AI API Pricing Comparison 2026: 73 Models Ranked

I wrote this with the pricing table open, not as a generic AI-tools list. The useful question is simple: where does this choice change the bill, the cap, or the model-routing decision?

We track token pricing across every major AI API provider, updated daily. Here’s the complete comparison for May 2026, covering 73 active models from 11 providers (89 total including legacy releases).

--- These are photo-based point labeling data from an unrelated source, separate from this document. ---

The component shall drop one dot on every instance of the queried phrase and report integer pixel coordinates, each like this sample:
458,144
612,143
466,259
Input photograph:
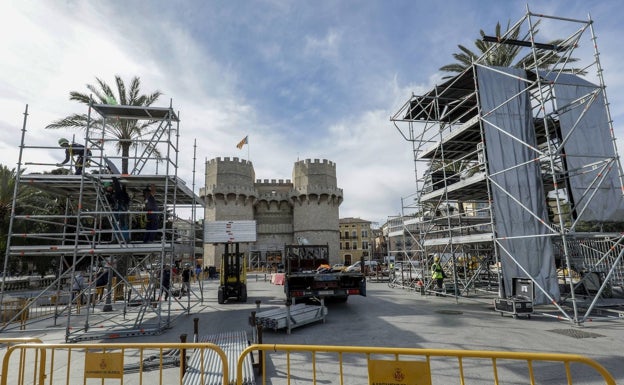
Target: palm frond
121,88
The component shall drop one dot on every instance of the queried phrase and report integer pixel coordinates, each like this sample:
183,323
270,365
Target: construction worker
151,207
437,273
82,154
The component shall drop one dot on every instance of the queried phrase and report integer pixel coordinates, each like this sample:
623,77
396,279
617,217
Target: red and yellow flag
242,143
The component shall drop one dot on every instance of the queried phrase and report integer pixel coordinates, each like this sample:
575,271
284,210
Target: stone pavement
399,318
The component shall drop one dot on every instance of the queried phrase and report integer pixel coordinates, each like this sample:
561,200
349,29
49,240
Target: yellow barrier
312,364
20,340
158,363
132,363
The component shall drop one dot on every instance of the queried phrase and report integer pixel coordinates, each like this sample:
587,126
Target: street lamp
109,285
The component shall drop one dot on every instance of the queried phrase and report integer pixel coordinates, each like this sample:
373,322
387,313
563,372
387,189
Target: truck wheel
243,297
220,296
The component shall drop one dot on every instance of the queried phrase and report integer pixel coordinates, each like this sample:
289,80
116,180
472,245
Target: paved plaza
398,318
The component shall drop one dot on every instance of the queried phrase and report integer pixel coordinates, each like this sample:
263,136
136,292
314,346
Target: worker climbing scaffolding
78,150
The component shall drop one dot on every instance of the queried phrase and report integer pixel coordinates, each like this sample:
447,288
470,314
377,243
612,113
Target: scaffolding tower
518,174
91,235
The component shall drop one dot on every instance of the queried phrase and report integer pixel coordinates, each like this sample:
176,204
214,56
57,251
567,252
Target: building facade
356,240
304,209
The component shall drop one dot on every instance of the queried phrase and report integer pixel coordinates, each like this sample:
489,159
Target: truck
308,275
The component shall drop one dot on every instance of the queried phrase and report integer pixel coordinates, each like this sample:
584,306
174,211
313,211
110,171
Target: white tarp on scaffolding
594,181
519,201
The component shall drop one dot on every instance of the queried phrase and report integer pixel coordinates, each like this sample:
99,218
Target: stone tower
284,211
316,199
229,195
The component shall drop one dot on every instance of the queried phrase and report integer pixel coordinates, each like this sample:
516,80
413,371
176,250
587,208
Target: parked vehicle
370,267
304,281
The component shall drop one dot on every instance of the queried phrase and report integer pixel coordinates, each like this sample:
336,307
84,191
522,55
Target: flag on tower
242,143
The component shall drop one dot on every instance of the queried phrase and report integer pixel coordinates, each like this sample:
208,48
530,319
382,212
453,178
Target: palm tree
126,131
504,55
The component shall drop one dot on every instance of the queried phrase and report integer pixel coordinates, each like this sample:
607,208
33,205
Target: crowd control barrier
105,363
175,363
343,365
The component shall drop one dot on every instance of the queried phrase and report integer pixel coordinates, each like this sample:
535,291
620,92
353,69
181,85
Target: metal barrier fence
171,363
7,342
129,363
314,364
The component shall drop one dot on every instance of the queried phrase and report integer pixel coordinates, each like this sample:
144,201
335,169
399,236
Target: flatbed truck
308,275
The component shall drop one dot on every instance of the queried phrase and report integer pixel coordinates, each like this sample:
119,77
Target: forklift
232,276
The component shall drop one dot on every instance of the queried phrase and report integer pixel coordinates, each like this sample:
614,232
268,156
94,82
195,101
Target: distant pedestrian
119,201
78,150
437,272
77,287
100,284
151,208
186,282
198,271
165,282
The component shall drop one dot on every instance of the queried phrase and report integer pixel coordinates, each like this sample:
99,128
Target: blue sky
303,79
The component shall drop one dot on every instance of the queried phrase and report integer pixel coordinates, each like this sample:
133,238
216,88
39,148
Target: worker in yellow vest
437,273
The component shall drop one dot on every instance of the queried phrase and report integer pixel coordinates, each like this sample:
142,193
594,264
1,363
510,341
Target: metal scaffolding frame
90,233
452,212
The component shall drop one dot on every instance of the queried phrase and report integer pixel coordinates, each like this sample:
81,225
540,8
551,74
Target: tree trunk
125,153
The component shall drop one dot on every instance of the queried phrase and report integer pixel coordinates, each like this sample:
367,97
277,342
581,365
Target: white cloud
303,81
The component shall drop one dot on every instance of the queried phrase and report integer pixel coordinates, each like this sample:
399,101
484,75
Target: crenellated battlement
227,159
276,182
315,172
306,205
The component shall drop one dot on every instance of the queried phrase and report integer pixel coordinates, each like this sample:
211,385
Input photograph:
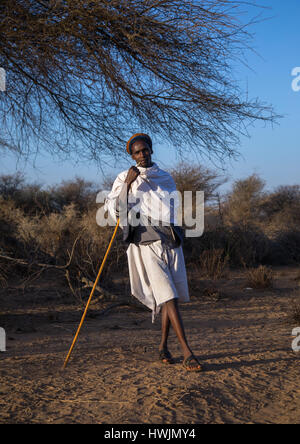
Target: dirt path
244,341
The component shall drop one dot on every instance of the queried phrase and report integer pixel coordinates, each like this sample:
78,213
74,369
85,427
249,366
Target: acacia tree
83,75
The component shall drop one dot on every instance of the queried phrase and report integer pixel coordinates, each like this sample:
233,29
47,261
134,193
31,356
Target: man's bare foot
165,356
192,364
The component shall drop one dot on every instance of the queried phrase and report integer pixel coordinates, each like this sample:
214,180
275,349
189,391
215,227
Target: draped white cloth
157,273
153,194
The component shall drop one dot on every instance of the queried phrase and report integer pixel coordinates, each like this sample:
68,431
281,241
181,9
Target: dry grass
260,278
214,263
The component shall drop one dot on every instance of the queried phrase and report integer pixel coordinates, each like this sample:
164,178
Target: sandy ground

2026 Price Trends: AI APIs Are 60-80% Cheaper Than 2025

The average cost per million tokens has dropped 60-80% since early 2025. Key milestones:

DeepSeek unified pricing at $0.28/M input, 90% below OpenAI
Google launched Gemini 3.1 Flash-Lite at $0.25/M, competing with open-source hosts
OpenAI released GPT-4.1 nano at $0.10/M, their cheapest model ever
Anthropic cut Opus pricing from $15/M (Opus 4.1) to $5/M in the current Opus 4.x line, a 67% reduction

Complete Pricing Table: Cheapest to Most Expensive

Budget Tier (Under $0.50/M Input)

Model	Provider	Input/1M	Output/1M
DeepSeek V3.2 (cached)	DeepSeek	$0.028	$0.42
GPT-4.1 nano	OpenAI	$0.10	$0.40
Gemini 3.1 Flash-Lite	Google	$0.25	$1.50
Gemini 2.5 Flash	Google	$0.30	$2.50
Mistral Small	Mistral	$0.10	$0.30
Groq Llama 4 Scout	Groq	$0.11	$0.34
GPT-4o mini	OpenAI	$0.15	$0.60
Llama 4 Scout	Meta	$0.15	$0.15
Jamba 2 Mini	AI21	$0.20	$0.40
Llama 4 Maverick	Meta	$0.20	$0.20
GPT-5.4 nano	OpenAI	$0.20	$1.25
Groq Llama 4 Maverick	Groq	$0.20	$0.60
Grok 4.1 Fast	xAI	$0.20	$0.50
Fireworks Llama 4 Maverick	Fireworks	$0.22	$0.88
Fireworks DeepSeek V3	Fireworks	$0.22	$0.88
Claude Haiku 3	Anthropic	$0.25	$1.25
Gemini 3.1 Flash-Lite	Google	$0.25	$1.50
DeepSeek V3.2 Chat	DeepSeek	$0.28	$0.42
Together Llama 4 Maverick	Together	$0.30	$0.90
Together DeepSeek V3	Together	$0.30	$0.90
Gemini 2.5 Flash	Google	$0.30	$2.50
Codestral	Mistral	$0.30	$0.90
GPT-4.1 mini	OpenAI	$0.40	$1.60

This is the sweet spot for high-volume applications. You can process millions of tokens for under $1.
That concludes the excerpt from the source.